The Atlantis astronauts aim to complete a critical training exercise at Kennedy Space Center this week while managers sort out the effects of Hurricane Ike and minor technical problems on an Oct. 10 target launch date.

Mission commander Scott Altman and his crew jetted to KSC for standard emergency training and a two-day practice countdown that will culminate Wednesday with a launch-day dress rehearsal.

The Terminal Countdown Demonstration Test -- or TCDT -- is carried out before every shuttle launch and is the last major training exercise at the launch site before astronauts embark on a mission.

In this case, the test almost serves as a way for the crew to refocus on the mission after Ike hammered the communities where they live near the Johnson Space Center.

"Some worse than others" is how Altman described how the astronauts fared during the hurricane. "But we're all still standing and looking forward to a nice distraction."

Altman and pilot Gregory "Ray J" Johnson aim to practice landings later tonight at the Shuttle Landing Facility. They'll fly a Gulfstream 2 aircraft modified to mimic the shuttle's brick-like descent to an airstrip -- one seven times steeper than a commercial airliner.

A media Q&A is scheduled at that bunker at 9:40 a.m. Tuesday. Florida Today will webcast the live NASA TV broadcast in The Flame Trench.


The crew will go through emergency training out at launch pad 39A, where Atlantis is being readied for flight. They'll get familiar with the launch tower escape system -- a 1,200-foot-long metal "slidewire" that would whisk the astronauts in baskets down to an emergency evacuation bunker on the western perimeter of the pad.

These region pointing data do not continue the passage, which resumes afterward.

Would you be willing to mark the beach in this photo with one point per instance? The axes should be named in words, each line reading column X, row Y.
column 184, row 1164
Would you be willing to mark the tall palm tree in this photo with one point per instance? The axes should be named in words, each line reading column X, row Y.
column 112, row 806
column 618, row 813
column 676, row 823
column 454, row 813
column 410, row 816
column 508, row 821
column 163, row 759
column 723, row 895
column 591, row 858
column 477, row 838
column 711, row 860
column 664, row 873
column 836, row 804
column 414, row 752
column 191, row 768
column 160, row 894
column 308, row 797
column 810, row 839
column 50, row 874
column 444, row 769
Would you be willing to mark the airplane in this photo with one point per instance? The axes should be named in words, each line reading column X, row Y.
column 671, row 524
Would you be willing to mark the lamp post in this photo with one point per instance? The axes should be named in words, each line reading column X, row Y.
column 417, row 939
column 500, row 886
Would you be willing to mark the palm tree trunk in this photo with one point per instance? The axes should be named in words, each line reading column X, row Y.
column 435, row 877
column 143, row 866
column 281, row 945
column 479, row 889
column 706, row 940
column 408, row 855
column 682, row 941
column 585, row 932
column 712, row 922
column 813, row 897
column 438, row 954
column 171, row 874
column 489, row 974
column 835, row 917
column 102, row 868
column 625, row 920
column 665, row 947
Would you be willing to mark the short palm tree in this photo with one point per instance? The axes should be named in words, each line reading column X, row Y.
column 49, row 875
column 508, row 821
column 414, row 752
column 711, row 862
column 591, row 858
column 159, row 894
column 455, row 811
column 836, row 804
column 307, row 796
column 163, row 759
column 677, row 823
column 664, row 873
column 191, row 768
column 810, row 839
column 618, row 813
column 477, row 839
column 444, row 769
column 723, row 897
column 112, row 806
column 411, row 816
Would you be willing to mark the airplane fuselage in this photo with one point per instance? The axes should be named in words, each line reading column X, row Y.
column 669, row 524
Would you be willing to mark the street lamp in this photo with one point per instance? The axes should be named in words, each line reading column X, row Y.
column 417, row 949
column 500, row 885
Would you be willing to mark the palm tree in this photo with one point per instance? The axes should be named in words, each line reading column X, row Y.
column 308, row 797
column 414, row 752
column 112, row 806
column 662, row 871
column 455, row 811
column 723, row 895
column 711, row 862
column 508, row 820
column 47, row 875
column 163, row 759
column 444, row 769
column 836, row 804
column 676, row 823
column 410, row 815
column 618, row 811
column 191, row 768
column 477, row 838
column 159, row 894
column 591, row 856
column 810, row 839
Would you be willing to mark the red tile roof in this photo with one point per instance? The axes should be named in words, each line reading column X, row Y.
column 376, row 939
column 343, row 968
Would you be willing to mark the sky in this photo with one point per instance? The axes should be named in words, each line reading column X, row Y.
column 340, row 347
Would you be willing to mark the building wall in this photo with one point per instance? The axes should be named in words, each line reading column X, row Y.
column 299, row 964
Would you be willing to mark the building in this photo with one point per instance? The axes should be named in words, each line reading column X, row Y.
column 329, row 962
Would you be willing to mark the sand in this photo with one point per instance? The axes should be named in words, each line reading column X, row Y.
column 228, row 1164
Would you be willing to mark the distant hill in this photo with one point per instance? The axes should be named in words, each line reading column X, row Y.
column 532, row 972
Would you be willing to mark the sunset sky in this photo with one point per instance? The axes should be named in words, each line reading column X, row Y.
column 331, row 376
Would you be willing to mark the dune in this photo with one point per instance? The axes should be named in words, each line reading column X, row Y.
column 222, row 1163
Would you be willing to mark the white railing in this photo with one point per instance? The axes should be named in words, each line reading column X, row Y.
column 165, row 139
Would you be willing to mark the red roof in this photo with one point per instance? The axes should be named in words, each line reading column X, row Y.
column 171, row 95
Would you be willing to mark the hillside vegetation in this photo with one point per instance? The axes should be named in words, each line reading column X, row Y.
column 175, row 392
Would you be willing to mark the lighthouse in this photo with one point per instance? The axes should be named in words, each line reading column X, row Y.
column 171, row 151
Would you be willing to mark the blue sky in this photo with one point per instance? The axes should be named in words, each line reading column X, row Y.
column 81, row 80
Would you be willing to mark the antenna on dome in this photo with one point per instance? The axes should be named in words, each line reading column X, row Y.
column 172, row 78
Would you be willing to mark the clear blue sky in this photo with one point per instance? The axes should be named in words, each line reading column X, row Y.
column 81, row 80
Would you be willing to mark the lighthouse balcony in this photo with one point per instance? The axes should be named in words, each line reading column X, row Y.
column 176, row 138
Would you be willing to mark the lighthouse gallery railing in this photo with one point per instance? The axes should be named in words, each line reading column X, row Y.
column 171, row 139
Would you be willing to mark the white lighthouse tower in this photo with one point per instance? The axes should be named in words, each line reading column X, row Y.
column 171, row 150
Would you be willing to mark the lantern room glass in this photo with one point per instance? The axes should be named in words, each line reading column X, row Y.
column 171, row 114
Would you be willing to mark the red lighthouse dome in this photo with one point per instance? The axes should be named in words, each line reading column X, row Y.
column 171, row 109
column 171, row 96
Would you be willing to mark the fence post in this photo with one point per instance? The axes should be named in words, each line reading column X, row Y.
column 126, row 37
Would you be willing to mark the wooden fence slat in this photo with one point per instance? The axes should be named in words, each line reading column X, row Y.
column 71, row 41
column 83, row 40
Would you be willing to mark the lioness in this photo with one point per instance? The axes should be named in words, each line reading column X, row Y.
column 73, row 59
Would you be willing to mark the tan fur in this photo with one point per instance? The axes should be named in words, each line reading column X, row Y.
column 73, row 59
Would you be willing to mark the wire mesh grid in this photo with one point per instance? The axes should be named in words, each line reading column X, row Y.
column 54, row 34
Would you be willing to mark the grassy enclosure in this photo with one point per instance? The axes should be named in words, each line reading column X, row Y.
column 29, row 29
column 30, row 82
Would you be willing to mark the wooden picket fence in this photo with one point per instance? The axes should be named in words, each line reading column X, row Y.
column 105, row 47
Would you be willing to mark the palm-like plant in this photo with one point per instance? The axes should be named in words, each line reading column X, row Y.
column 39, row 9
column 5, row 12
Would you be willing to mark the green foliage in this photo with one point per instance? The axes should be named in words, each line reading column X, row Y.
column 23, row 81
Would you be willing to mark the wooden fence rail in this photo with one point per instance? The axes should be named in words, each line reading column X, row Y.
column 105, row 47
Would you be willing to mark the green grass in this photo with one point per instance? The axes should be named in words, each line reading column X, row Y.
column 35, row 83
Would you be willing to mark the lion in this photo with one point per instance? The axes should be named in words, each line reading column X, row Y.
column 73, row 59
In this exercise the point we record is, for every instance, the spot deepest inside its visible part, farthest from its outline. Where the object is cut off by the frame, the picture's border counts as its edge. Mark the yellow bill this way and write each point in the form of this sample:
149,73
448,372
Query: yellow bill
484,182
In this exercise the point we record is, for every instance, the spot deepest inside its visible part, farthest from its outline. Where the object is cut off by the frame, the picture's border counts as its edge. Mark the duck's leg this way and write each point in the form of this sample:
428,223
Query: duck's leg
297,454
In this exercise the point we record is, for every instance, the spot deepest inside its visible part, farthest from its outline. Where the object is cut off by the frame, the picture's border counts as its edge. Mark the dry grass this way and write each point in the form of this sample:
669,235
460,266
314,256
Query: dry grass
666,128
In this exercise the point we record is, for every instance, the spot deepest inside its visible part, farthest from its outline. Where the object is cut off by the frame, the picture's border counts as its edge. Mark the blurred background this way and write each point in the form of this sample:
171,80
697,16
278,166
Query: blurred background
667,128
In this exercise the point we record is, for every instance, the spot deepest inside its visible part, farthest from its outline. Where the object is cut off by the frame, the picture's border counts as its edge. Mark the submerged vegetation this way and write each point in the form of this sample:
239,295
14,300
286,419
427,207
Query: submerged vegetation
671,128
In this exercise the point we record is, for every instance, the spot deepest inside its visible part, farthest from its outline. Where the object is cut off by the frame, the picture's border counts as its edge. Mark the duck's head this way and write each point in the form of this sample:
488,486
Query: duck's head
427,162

The crew also includes five mission specialists: John Grunsfeld, Drew Feustal, Mike Massimino, Mike Good and Megan McArthur. All seven will don partial-pressure launch-and-entry suits on Wednesday and then board Atlantis for the last few hours of the practice countdown.

"It's great to be down here returning our focus from the hurricane that's behind us now to the flight that is in front of us," Altman said. "It's really great to be at this point looking forward instead of behind."

The target launch date will be reviewed this week during a shuttle program-level flight readiness review that will be held Wednesday and Thursday.

The date is expected to slip back as a result of the weeklong shutdown of the Johnson Space Center (which reopens Monday) and minor technical problems that have cropped up with the payload for the mission.

A firm launch date will be set at an executive-level flight readiness review on Oct. 3 and Oct. 4.